Но «олень» горячил коня и, топчась на месте, на голом пятачке, словно удерживал последнее свое мгновение. Не мог он оставить Садо одного! Садо, отчаянно бранясь по-чеченски и по-русски, поравнялся с ним, и они погнали лошадей к Грозной. Счастье неслось рядом с ними, оно оберегало их с тыла и одновременно скакало им навстречу: часовой в крепости, видно, заметил погоню, и вот уже, вылетев из крепостных ворот, гребенские казаки и мирные чеченцы на застоявшихся разномастных конях спешили им на подмогу. Преследователи приостановились и, свистнув, стали удаляться прочь.

Теперь уже можно было разглядеть и фигуру всадника, мчащегося впереди конной группы.
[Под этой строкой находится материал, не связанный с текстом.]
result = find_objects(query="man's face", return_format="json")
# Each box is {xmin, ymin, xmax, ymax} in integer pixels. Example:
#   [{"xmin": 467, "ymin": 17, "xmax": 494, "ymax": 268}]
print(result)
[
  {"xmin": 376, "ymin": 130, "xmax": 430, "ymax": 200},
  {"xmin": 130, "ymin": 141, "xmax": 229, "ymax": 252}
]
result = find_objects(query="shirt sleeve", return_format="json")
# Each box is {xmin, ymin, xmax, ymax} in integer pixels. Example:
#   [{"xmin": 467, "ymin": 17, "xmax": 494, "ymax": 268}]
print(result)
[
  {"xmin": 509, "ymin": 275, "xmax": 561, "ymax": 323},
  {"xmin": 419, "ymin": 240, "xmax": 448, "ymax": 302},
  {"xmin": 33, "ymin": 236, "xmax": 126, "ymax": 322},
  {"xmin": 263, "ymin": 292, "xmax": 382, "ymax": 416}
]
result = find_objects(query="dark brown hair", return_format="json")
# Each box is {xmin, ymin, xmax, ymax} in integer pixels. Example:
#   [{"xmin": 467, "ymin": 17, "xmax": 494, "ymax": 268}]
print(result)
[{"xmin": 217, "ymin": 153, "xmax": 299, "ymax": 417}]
Это был… Пистолькорс. Тот самый поручик Пистолькорс, которого Лев Николаевич описал в рассказе «Набег» под именем Розенкранца. Третий номер «Современника» с рассказом «Набег» пришел сюда, на Кавказ, полтора месяца назад, в конце апреля, и там добрых две страницы занимал поручик с его сильными и слабыми сторонами характера.

Сколько ни было в Пистолькорсе тщеславия, рисовки, сколь ни были бессмысленны и жестоки некоторые его поступки, как например «хождение на дорогу», в сущности это был неплохой и по-настоящему храбрый человек, что Толстой и дал понять в своем рассказе. Услышав выстрел часового, Пистолькорс, мгновенно скликав мирных друзей-чеченцев и нескольких казаков, помчался из крепости, готовый вступить в бой и оказать помощь своим. Он издали узнал Толстого и Садо и, поняв, что те уже вне опасности, промчался с товарищами дальше, к колонне.